Con 1,92 de estatura y movimientos salvajes, el delantero era un espectáculo natural que rompía todos los moldes entre la selva de piernas de cada juego. A veces era un cazador del área, a veces salía como una pantera a la que le habían escondido el alimento, o a veces simplemente como un avestruz en fuga con el balón enredado en el infinito de sus piernas; pero siempre, siempre, un animal raro y hermoso, imposible de contener en cualquier jaula, así le pusieran barrotes dorados. “Llegaba a un sitio y estaba un mes, y ya se desesperaba. Se quería regresar al 12 de Octubre, quería estar con su gente…”, recuerda el ‘Niche’ Guerrero.

Apagado por el frío de un invierno que nunca había sentido en sus días de salsa y barrio, el ‘Palomo’ dejó de desplegar las alas de su fútbol para forzar la vuelta al calor de su casa, de su ciudad, del América de Cali, donde había debutado en el profesionalismo. Allí, el destino travieso, lo juntó de nuevo con Francisco Maturana, que no solo lo había dirigido en el Nacional; Pacho había sido el entrenador que lo llevó a la Selección Colombia de mayores, y el ‘Palomo’ había sido el autor del gol que, en un partido de repechaje contra Israel, llevó a la Selección de Pacho a Italia 90. Pero el técnico no lo convocó al Mundial. Diego Barragán, preparador físico de aquel seleccionado, dice que la decisión está sustentada en el bajo rendimiento que tuvo el ‘Palomo’ tras clasificar: “Volvimos a barajar las cartas. Nosotros tenemos que trabajar con la razón y no con el corazón”.
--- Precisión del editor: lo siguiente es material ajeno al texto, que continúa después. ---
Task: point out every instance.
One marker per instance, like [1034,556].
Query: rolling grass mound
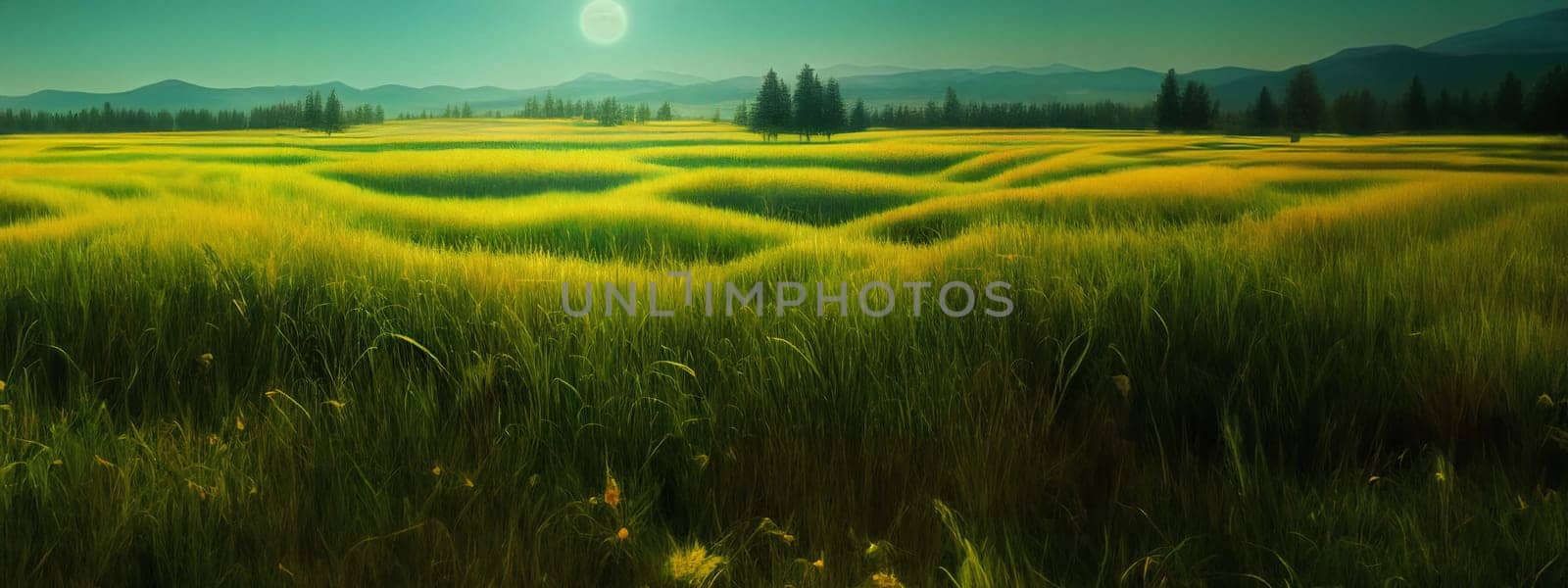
[805,195]
[472,172]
Pero en el 12 de Octubre juran que la verdad fue distinta. Bernardo Hurtado Arboleda, otra de sus amistades de niñez, cuenta que lo que ocurrió fue que en medio del ciclo de preparación, una tarde que el combinado nacional estuvo concentrado en la sede del Centro Internacional de Agricultura Tropical, Ciat, de Palmira, el ‘Palomo’ se voló para ir a jugar bolas (canicas) al barrio con su gallada de siempre: “Eso le pasó factura. Ahí empezó una rencilla con el profe”.
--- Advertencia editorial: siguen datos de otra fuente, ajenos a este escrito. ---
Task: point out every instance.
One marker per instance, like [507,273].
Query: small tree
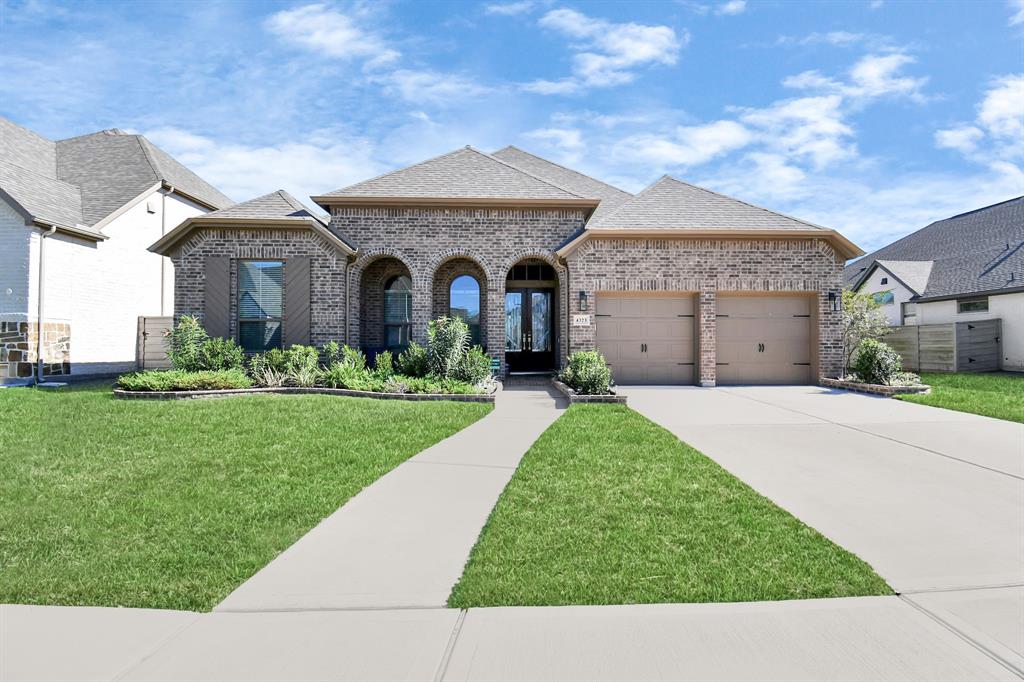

La versión callejera podría encajar con lo que en adelante se vio —o no se vio— en la cancha, ya que además de su ausencia en la Copa del Mundo, el delantero fue un ‘suplente titular’ en el América que Maturana condujo. A pesar de su experiencia europea, el técnico generalmente lo marginó a la banca, de donde se acostumbró a sacarlo casi que como última opción para resolver los partidos que se le enredaban.

Para fortuna del universo futbolístico, esa contradicción tuvo una resolución redonda: ahí con el tiempo en contra, faltando veinte o quince minutos para el pitazo final, el muchacho que de niño vendió prensa los domingos, conjuraba milagros que al día siguiente salían reseñados en las secciones deportivas de los periódicos, ya no apenas con la chapa que se ganó la vez que iluminó una fiesta vestido todo de blanco, sino con su nombre y apellido completos: Alveiro Usuriaga.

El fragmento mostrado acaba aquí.